Add a couple of comments to the update_page_form_fields method, and change the flatten command later on. Underlying logic: First set the field value, then get its appearance stream, and, if it has one, flatten it if appropriate.
This patch introduces a new module - appearance_stream - and copies two methods from _writer to this new module. Currently, these methods are needed to develop an appearance stream for a text annotation. They are: update_field_annotation (renamed from _update_field_annotation) generate_appearance_stream The update_field_annotation was a PdfWriter method, which means that the current code needs some refactoring, since it now has a circular import of PdfWriter. Other than changing self to writer in update_field_annotation, and changing the code in PdfWriter to call update_field_annotation from _appearance_stream, this patch changes nothing.
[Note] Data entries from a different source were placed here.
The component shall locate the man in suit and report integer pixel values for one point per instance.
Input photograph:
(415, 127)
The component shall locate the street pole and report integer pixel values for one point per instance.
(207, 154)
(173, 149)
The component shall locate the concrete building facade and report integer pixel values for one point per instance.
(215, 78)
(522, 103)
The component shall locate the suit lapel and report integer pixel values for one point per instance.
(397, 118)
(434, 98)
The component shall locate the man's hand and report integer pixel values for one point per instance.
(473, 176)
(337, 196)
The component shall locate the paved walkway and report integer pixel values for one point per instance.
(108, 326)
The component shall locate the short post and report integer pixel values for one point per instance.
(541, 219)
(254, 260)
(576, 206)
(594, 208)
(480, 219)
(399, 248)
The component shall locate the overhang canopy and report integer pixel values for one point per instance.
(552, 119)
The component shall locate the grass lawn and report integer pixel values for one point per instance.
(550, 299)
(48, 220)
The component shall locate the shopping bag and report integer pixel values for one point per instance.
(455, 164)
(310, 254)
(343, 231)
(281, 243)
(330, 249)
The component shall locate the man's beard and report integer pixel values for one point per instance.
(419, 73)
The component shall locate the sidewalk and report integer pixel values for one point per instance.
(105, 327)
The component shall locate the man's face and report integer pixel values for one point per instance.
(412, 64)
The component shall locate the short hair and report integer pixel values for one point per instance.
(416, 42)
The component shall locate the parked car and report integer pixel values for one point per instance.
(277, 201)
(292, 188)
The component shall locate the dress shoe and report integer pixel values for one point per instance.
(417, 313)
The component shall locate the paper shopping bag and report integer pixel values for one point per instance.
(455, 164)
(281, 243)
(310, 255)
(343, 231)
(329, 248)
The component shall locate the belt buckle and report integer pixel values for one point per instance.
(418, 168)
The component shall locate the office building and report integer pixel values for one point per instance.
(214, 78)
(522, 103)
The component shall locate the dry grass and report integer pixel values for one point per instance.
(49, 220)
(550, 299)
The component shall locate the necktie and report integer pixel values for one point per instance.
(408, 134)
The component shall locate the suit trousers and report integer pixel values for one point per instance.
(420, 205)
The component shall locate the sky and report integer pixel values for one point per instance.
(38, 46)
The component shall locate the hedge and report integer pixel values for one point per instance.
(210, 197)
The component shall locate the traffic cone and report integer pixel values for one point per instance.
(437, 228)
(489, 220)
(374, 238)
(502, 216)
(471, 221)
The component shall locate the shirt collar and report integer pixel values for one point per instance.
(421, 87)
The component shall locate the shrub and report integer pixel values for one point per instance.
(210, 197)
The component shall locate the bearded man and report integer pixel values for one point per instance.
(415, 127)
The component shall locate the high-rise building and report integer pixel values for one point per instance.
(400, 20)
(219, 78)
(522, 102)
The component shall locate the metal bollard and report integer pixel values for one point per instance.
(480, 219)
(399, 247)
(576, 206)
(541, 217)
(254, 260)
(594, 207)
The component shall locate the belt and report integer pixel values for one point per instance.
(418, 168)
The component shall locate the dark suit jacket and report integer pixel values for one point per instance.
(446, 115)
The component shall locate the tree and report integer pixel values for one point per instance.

In a future change, we might want to make a class TextAppearanceStream based on generate_appearance_stream, with .from_annotation(Annotation) as a class method (based on update_field_annotaion). scale_text would also be a method in this class.
This patch introduces the TextAppearanceStream class, with .from_text_annotation as a class method to instantiate it from a text annotation. It includes the code from generate_appearance_stream and _update_field_annotation.
Code in _appearance_stream used various rather cryptic variable names that, for some coders, made it hard to understand what the code was doing. This patch tries to clarify those variable names to make it easier to understand what's going on, and make it easier later on to add functionality. Overview of the changes: txt --> text sel --> selection da --> default_appearance font_full_rev --> font_glyph_byte_map rct --> rect enc_line --> encoded_line af --> acro_form dr --> document_resources / document_font_resources font_res --> font_resource Furthermore, I undid some abbreviated imports: - AnnotationDictionaryAttributes no longer as AA - FieldDictionaryAttributes no longer as FA
This patch removes the variable name "font_height", because it means the same thing as font size. I think that font_height was introduced previously to distinguish between a font size found in an annotation's default appearance and the size set by a user. To be consistent, also use the variable user_font_name when it pertains to a user choice, and font_name for a font name found in a default appearance.
This patch adds more comments, especially to the from_text_annotation method, in the hope that this will later ease further refactoring.
This patch aims to make a couple of variables and associated imports more readable by writing them out in full instead of having very short abbreviations.
This patch makes the code for producing the appearance stream data into a separate method.
The y_offset calculation occurs very early on in the code, necessitating carrying it across various methods. This patch simplifies that logic.
This moves parsing the multiline field flag to the place where the other field flags are parsed, and moves the consequences for font size elsewhere.
Instead of passing around default appearance, construct it from given font name, size and color. Also, having a default appearance as an argument for a text stream appearance seems less "natural" than just passing font name, size and color. This patch also represents a small number of simplifications that improve test coverage.
Move the font resource parsing code to TextAppearanceStream, in the hope that, later, one might be able to generate a TextAppearanceStream directly. I wonder, though, where the necessary font resource would come from.
This PR is intended to result in a class TextAppearanceStream, based on generate_appearance_stream, with .from_annotation(Annotation) as a class method (based on update_field_annotation). A future method scale_text would also be a method in this class.
This removes some code from _writer and makes text appearances more modular. Also, it paves the way for adding code for improving text wrapping etc. later on.